A poco è ser­vito l’appello del novan­ta­duenne ex par­ti­giano Mano­lis Gle­zos, che pur cri­ti­cando radi­cal­mente le deci­sioni della diri­genza aveva invi­tato il par­tito a «rin­sa­vire» e discu­tere, con­vinto che un punto di media­zione si sarebbe tro­vato. Con chi si schie­rerà ora l’uomo che tirò giù la ban­diera nazi­sta dal Par­te­none? Cosa faranno la Pre­si­dente del Par­la­mento Zoe Kon­stan­to­pou­lou e l’ex mini­stro delle Finanze Yanis Varou­fa­kis, iper­cri­tici con il Memo­ran­dum fir­mato? Nomi pesanti che potreb­bero fare la dif­fe­renza, se schie­rati dall’una o dall’altra parte.

La deci­sione di Tsi­pras ha spaz­zato via pure i pon­tieri del par­tito, chi pen­sava fosse ancora rea­liz­za­bile la mis­sione impos­si­bile di man­te­nere unita la Coa­li­zione della sini­stra radi­cale. Ora sono chia­mati tutti a schie­rarsi o a tirarsi indie­tro, come ha annun­ciato ieri la depu­tata Maria Kanel­lo­pou­los, che non si rican­di­derà per­ché «non voglio par­te­ci­pare all’inevitabile guerra civile tra eser­citi di parte che si sca­te­nerà» e, dice, tor­nerà all’attivismo sociale. Le due Syriza si divi­de­ranno senza nep­pure con­fron­tarsi in un con­gresso: chie­sto da Tsi­pras all’indomani dell’Eurogruppo del 12 luglio (quello del «water­boa­ding men­tale»), è rima­sto stri­to­lato dal muro con­tro muro e dalla pro­ba­bile diser­zione della sini­stra interna. «Per­ché un’elezione indetta ad ago­sto, a tempo di record?» si chie­deva ieri il sito Iskra, house organ della mino­ranza, «la ragione è sem­plice e intui­tiva: il governo è pre­oc­cu­pato per le con­se­guenze del Memo­ran­dum, che si faranno sen­tire giorno dopo giorno. Ma c’è un altro motivo non tra­scu­ra­bile: sor­pren­dere la Piat­ta­forma di sini­stra, che non ha avuto il tempo di pre­pa­rarsi alle ele­zioni, e sba­raz­zarsi del no al referendum».

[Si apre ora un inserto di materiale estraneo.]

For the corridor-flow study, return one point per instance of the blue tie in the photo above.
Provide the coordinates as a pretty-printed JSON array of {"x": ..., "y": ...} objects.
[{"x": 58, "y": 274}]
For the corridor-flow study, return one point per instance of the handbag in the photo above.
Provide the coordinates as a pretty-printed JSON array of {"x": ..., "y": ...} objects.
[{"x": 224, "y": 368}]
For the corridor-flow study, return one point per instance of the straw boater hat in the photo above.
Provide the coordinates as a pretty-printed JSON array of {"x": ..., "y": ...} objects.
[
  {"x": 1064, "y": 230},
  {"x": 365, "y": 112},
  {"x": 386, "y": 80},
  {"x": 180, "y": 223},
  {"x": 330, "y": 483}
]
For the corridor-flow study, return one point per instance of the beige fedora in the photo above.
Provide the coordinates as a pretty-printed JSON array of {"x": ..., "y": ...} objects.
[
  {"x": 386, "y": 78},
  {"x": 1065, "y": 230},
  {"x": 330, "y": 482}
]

Chi non si dichiara sor­preso è l’inossidabile Kke: anche il segre­ta­rio del par­tito comu­ni­sta Kou­tsou­bias ha detto che un voto a così breve ter­mine serve per non far orga­niz­zare gli avver­sari, ma loro si dicono «pronti in qual­siasi momento». D’altronde sono stati tra i pochi a non andare in vacanza nep­pure un giorno: i suoi mili­tanti affi­liati al sin­da­cato Pame sono scesi in piazza sia nel giorno del voto del primo accordo, a luglio, che in quello di fer­ra­go­sto sul Memo­ran­dum.

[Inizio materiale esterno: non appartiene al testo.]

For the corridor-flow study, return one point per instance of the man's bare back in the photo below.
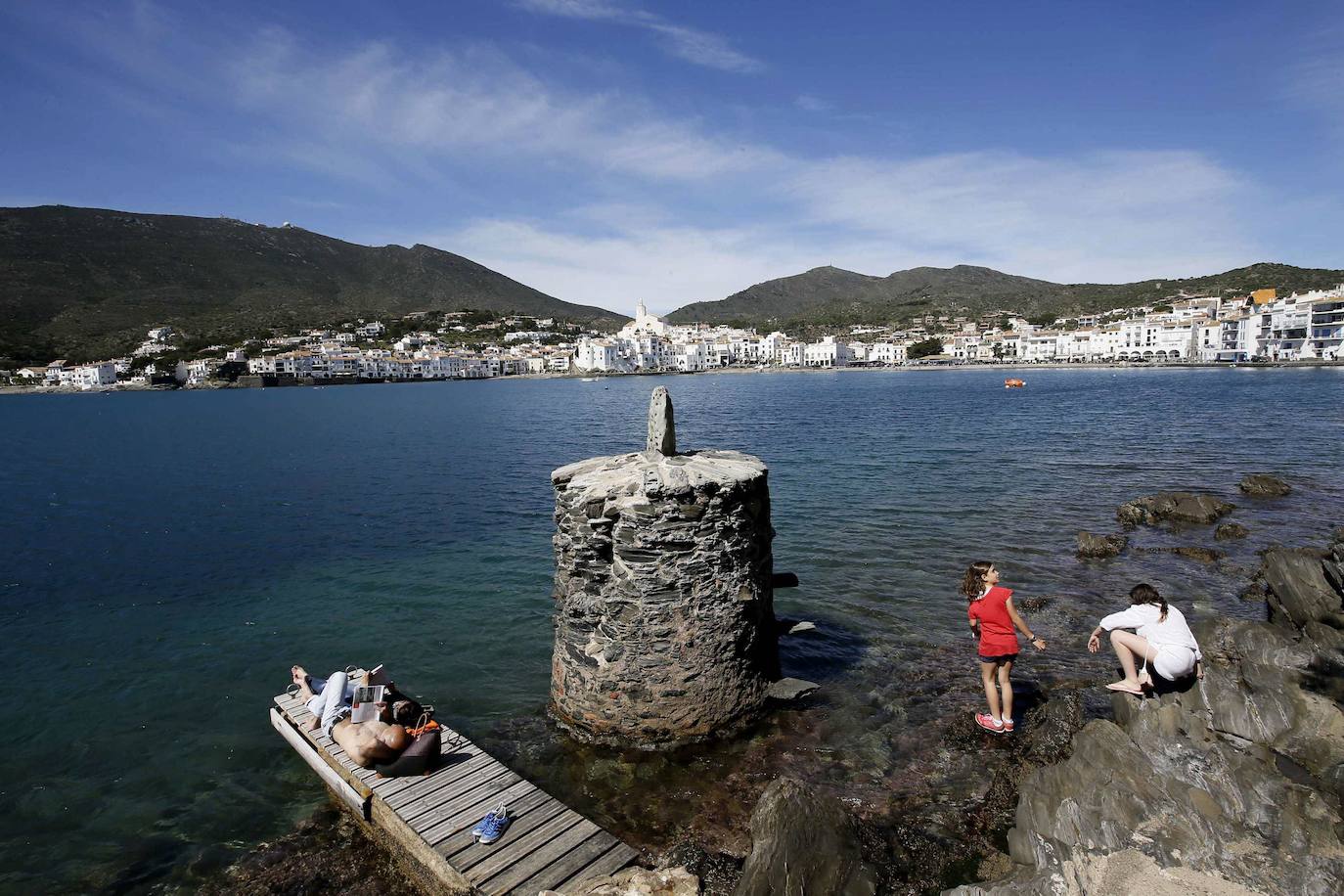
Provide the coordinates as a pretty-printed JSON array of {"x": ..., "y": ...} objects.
[{"x": 366, "y": 741}]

Ma a pre­oc­cu­pare lo staff di Tsi­pras, e forse a spin­gerlo a for­zare i tempi, sono soprat­tutto i son­daggi: l’ormai ex pre­mier è ancora forte, ma i con­sensi sareb­bero un po’ in calo e l’applicazione delle
misure più dure del Memo­ran­dum rischie­rebbe solo di nuo­cer­gli. Da qui la deci­sione di gio­care d’anticipo e chie­dere ai greci un con­senso pieno.